If I have already been contaminated by giving in to my lusts, I must repent and ask for forgiveness. In His goodness and mercy, God is willing to forgive my sin and completely cleanse me. The contamination is removed, and I once more become a “pure well.” Now, of course, I must keep it that way.
Why expose myself to pollution?
I can’t always avoid seeing or hearing things that trigger a reaction from my flesh, but there is only one way out when I am tempted: pray, fight and suffer to remain pure and overcome the evil. And God gives me the Holy Spirit to guide me, and to give me the strength I need to overcome.
However, not all temptation is unavoidable. Then there is another strategy to keep myself pure: Flee for my life! This has to do with my attitude, and my hope. In which direction do I want my life to go? I can’t avoid all bad influences, but I don’t need to look them up or tolerate them.
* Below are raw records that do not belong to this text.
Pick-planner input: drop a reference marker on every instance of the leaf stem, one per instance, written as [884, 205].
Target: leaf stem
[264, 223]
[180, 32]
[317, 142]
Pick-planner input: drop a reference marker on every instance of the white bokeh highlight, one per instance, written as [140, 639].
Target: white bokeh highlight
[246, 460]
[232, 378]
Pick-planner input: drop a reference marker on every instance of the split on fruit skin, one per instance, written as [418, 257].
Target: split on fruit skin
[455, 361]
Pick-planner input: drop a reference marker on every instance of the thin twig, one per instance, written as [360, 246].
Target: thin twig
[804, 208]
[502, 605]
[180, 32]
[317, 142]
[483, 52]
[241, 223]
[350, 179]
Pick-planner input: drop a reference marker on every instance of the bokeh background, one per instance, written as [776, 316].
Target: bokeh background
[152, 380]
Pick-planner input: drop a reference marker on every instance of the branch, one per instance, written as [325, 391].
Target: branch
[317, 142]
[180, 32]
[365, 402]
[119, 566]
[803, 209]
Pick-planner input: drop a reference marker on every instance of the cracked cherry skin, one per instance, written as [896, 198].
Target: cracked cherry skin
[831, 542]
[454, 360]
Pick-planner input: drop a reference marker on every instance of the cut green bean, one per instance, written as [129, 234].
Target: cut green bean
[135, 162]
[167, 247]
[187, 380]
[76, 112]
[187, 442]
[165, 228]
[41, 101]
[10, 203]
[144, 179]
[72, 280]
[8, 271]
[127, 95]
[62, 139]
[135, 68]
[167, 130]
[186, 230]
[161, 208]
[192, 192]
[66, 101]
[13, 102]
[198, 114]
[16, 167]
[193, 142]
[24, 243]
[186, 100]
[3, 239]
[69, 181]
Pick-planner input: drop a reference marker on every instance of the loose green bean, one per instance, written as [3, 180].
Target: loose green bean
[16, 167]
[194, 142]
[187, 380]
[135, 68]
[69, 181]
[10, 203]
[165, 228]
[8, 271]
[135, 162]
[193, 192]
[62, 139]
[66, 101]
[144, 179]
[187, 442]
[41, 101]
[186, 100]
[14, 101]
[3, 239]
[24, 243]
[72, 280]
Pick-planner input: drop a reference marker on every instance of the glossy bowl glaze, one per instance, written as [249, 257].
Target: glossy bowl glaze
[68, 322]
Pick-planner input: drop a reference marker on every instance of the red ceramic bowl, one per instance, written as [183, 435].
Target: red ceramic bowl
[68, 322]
By exposure to these influences, my eyes are tempted to look, my tongue is tempted to speak and my mind is tempted to think things that perhaps never would have occurred to me otherwise. If I want to see God, why would I let my eyes wander, reading and watching all kinds of material that is laced with blasphemy, mockery, impurity and filth? Why subscribe to social media channels that toy around with these lusts, even if it is “only occasionally?” If I am not wholehearted, I quickly find excuses. “It’s not that bad.” “I can tackle it; I know where I stand.” “This is generally funny, so I’ll tolerate the obscenities.”
Maybe I think I can handle it because I’m used to it. It doesn’t really affect me anymore. But maybe there should be some red lights flashing a warning: Am I becoming desensitized for things that are an abomination for God? Are they commonplace for me because they are commonplace for the world? Am I opening myself for impure spirits by getting “used to them?”
My hope and calling
It is unfitting for someone who is preparing to meet Jesus and God to be desensitized to sin and the things of the world due to overexposure that could have been avoided. How can I even expect to keep myself pure with a mind like that? By becoming dull in my senses, I am in danger of becoming a polluted well, representing the work of Satan: impurity, complaining, hatred, blasphemy, pride, arrogance, self-seeking, vanity, unbelief, discouragement. The list goes on. But that is not my hope and my calling!
It is fitting for a disciple to be filled with the same vengeance, indignation and zeal that was in Jesus when He met sin! (Isaiah 63:1-6; Hebrews 5:7) Fight sin in my flesh and flee from corruption! If I believe in Jesus, follow Him and obey His commandments, rivers of living water will flow from my heart. (John 7:38) I drink deeply of the pure water of God’s Word, setting my mind on the things above. (Colossians 3:1-4) By using the Word, I get keen senses to discern between good and evil, and am armed to fight. (Hebrews 5:13-14) I myself become a well of pure, living water, representing all that is of God: purity, faithfulness, thankfulness, love, holiness, humility, selflessness, meekness, faith, encouragement. The list goes on. That is my hope and calling!
“Therefore do not let sin reign in your mortal body, that you should obey it in its lusts. And do not present your members as instruments of unrighteousness to sin, but present yourselves to God as being alive from the dead, and your members as instruments of righteousness to God. For sin shall not have dominion over you …” Romans 6:12-14.
“Flee also youthful lusts; but pursue righteousness, faith, love, peace with those who call on the Lord out of a pure heart.” 2 Timothy 2:22.